Turning Your Written Speech Into A Successful, Effective Presentation

It is one thing to write a speech. It is, however, a completely different thing to present that speech as a successful presentation. We have all experienced how boring it can be to sit through a presentation where someone simply reads what they have written, whether they are reading from a script or from PowerPoint slides.

It really is difficult to maximise the impact of your presentation if you read it or recite a written piece. Reciting makes it very difficult to sound sincere and it questions your confidence with your subject. It also dampens your personality. Another disadvantage is that if you have a blank you will have difficulty remembering what comes next. It also makes customizing to your audience and the specific event very difficult. So in finding that compromise between spoken and written, you will need to develop a way of remembering your material and presenting it in the best way to create an impact.

As you created the presentation, you chose the main sections and the best order for them. Remember that decision, the logic and power of it and it will be the basic framework of your memory. If there are key words or phrases that are vital you can write them on your notes or highlight them in your visuals.
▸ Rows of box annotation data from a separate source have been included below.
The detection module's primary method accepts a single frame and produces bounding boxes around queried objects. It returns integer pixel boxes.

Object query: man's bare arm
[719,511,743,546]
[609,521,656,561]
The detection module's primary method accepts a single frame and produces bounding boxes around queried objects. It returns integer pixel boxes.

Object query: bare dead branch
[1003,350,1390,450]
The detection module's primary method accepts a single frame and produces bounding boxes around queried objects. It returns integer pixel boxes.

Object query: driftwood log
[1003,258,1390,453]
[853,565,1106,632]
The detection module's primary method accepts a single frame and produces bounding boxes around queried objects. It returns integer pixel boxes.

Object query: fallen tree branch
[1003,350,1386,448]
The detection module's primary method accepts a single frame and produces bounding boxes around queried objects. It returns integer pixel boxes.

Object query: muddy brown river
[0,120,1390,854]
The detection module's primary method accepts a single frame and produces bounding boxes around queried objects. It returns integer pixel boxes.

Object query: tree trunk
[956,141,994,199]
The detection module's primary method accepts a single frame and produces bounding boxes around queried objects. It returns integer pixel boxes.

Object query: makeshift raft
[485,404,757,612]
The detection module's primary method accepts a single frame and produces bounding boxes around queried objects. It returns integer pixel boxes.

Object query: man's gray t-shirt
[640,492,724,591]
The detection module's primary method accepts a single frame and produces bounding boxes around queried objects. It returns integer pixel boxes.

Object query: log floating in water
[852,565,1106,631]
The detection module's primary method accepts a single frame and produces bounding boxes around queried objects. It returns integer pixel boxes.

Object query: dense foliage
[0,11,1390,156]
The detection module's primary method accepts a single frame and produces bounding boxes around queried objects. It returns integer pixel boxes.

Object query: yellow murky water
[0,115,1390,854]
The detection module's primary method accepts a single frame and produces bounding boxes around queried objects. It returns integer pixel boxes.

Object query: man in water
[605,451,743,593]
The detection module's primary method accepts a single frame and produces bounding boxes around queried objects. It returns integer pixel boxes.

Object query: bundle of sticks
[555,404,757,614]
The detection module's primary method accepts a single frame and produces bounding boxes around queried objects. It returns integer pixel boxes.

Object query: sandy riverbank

If you are using notes, try to use paper or card that does not rustle. If you know the size of the podium/lectern, you can choose the size of your notes. If not, you may be able to use A4 sheets on a clipboard. Be aware that your audience may see its back. Prepare the transition of your notes – either the sheets of paper or the visuals.

One of the main reasons that reading from a script is often less than successful is that spoken language is very different from the written. Writing tends to use far longer, more convoluted sentences, which often use voices that we would not use in speech. Try reading out the sentence you just read and see how awkward it sounds when it is spoken.

As always, to connect successfully with an audience, we need to speak to them in their language – the language they expect to hear spoken.

So if you need to write your presentation first, take the time to read it out loud. Then say those same ideas as if you were telling someone face to face. You cannot miss the difference and success lies in a compromise between the two.

If you absolutely have to have a written draft, then re-write using what you said aloud. Make sure, though, that you can make eye contact.

Practice is vital. One of the reasons is that you get a chance to feel the speech. If it feels boring or awkward or out of balance when you say it to yourself, or the cat, or the mirror, then you will need to change it. If you are presenting a written speech, then write in the changes. If you practice, you can also visualise not only yourself and your presentation, but also the audience and their reaction. Visualise how they will react to each thing – each word, each idea, each presentation technique, and you will get a better feel for how to organise your material, the language to use and the presentation techniques to use.

You will also develop the performance energy that you will use at the actual presentation. Energy is vital to presentation success. So you will need to create your material to support your energy, and how you want the speech to feel. If necessary, annotate your notes to give you reminders about the energy, the tricks and performance techniques you will use.

Each time you put these techniques into action, you will hone your compromise – find better ways to make it work. And when you have the best compromise – for you – between reading or reciting a written speech and presenting “off the cuff”, you will have a very effective presentation.